Introduction

A Splunk migration can bring a new indexer cluster online while Universal Forwarders still send data to the old one. Search and ingestion may appear healthy on the destination side, but production hosts keep forwarding to the retired cluster, one deployment app uses the new target while another still keeps earlier tcpout settings, or failures begin only after the old indexers are removed because outputs.conf, deployment app delivery, and indexer discovery often drift separately.

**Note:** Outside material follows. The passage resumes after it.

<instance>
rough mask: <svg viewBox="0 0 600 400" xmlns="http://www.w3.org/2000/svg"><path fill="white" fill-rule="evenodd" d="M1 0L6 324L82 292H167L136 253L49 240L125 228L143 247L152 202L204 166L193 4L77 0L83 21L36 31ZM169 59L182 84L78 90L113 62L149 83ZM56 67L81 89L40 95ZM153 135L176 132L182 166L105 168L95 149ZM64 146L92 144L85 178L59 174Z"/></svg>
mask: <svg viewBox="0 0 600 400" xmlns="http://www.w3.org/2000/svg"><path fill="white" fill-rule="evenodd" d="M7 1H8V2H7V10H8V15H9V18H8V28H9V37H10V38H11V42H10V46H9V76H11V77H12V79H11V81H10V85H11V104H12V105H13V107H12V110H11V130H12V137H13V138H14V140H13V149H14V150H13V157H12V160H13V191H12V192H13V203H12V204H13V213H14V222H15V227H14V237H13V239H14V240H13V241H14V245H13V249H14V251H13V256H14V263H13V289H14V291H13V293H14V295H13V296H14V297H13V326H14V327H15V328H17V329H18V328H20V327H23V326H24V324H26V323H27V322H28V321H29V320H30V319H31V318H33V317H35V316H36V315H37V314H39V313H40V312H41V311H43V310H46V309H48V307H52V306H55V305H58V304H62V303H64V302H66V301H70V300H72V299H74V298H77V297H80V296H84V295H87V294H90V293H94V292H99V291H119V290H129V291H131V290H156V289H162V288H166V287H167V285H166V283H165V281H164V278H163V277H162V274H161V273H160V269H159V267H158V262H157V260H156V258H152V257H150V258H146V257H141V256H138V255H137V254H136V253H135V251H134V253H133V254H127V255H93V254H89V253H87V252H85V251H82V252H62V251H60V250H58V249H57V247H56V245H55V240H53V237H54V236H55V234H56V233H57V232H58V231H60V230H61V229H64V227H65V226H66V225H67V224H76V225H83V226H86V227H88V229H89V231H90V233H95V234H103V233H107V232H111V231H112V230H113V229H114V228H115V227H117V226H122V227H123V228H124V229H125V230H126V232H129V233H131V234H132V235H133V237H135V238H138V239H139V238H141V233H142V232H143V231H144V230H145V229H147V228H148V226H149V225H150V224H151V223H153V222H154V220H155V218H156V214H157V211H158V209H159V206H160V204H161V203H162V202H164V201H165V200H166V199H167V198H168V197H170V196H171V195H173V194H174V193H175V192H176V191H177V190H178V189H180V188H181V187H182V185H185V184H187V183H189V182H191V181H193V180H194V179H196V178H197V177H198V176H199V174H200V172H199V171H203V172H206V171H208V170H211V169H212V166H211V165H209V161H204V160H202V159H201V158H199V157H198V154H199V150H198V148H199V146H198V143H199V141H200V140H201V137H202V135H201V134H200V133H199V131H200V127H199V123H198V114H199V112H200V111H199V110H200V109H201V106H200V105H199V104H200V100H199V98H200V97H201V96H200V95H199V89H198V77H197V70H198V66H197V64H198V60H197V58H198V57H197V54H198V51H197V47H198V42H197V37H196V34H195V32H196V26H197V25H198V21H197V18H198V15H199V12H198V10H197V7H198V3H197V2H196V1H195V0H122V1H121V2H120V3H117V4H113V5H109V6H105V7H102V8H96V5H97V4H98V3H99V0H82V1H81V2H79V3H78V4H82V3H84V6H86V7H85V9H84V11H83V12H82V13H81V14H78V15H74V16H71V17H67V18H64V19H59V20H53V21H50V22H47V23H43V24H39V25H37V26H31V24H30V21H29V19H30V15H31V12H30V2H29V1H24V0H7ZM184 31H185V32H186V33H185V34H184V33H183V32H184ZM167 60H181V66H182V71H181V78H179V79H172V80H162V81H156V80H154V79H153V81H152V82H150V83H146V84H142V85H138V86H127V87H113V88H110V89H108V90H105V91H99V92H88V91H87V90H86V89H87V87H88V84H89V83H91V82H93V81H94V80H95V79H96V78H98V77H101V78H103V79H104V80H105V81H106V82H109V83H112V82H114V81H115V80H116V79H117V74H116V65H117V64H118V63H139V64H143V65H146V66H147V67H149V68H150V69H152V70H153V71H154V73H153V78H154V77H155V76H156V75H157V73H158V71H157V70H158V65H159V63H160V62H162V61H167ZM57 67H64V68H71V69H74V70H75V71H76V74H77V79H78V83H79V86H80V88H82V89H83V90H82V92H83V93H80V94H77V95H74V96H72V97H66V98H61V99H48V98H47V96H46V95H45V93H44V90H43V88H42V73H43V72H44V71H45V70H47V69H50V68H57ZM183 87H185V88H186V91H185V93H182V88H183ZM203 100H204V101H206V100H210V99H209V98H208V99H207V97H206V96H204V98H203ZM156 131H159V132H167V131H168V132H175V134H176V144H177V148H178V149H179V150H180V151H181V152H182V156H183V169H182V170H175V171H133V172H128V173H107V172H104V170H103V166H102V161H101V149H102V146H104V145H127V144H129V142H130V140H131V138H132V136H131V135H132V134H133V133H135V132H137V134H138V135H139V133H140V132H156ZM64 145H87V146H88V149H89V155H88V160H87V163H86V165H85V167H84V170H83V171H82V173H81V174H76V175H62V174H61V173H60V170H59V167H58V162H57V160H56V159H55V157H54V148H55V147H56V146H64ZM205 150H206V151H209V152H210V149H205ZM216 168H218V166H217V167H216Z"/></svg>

Treat this as a forward-target problem instead of a generic Splunk outage. Start by checking which indexer or discovery service an affected forwarder actually connects to, because migrations often validate the new cluster from Splunk management tools while live hosts continue following older forwarding config.

Symptoms

  • Splunk Universal Forwarder still sends data to the old indexer cluster after migration
  • New indexers are healthy, but production data keeps arriving at the retired cluster
  • One host group uses the new cluster while another still forwards to the previous targets
  • Ingestion failures begin only after the old indexers, load balancer, or certificates are removed
  • The new cluster exists, but migrated forwarders never send to it consistently
  • The issue started after moving Splunk indexers, deployment apps, forwarding tiers, or discovery services

Common Causes

  • outputs.conf still lists the old indexer or load-balanced forward-server targets
  • A deployment server app or local app override keeps restoring the earlier forwarding destination
  • Indexer discovery still points to the old cluster manager or discovery endpoint
  • One host image or app context was updated while another still uses the previous tcpout group
  • Automation, package defaults, or bootstrap scripts restored older Splunk forwarding settings
  • Validation confirmed the new cluster accepted test data but did not verify which target live forwarders actually used

Step-by-Step Fix

  1. Capture one affected forwarder and record the active tcpout target, deployment app source, indexer discovery settings, and local override path it actually uses, because the live forwarding path determines where data really lands.
  2. Compare that active forwarding path with the intended post-migration logging design, because one stale forward target can keep large host groups tied to the retired indexer cluster.
  3. Review outputs.conf, deployment server apps, local app overrides, indexer discovery configuration, and automation templates for references to the old cluster, because Splunk forwarding behavior depends on both local config and centrally delivered apps.
  4. Check each host class, deployment app, and forwarding group separately if behavior differs, because migrations often update one forwarder path while another still uses the previous destination.
  5. Update the authoritative forwarding target and config-delivery source so affected hosts send to the intended cluster, because standing up the new indexers alone does not retarget existing forwarders.
  6. Restart or reload the affected forwarder as needed and confirm the intended cluster now receives a controlled test event, because a running forwarder service does not prove the right indexers own the traffic.
  7. Verify the old cluster no longer receives forwarded data from migrated hosts, because split ingestion paths can remain hidden while both forwarding targets stay reachable.
  8. Review certificates, indexer acknowledgment, network ACLs, and queue backlog if forwarding still fails, because the destination can be correct while transport trust or delivery health still blocks the new path.
  9. Document which team owns forwarding config, deployment app delivery, and migration validation so future Splunk cutovers verify the actual runtime target before retiring the previous cluster.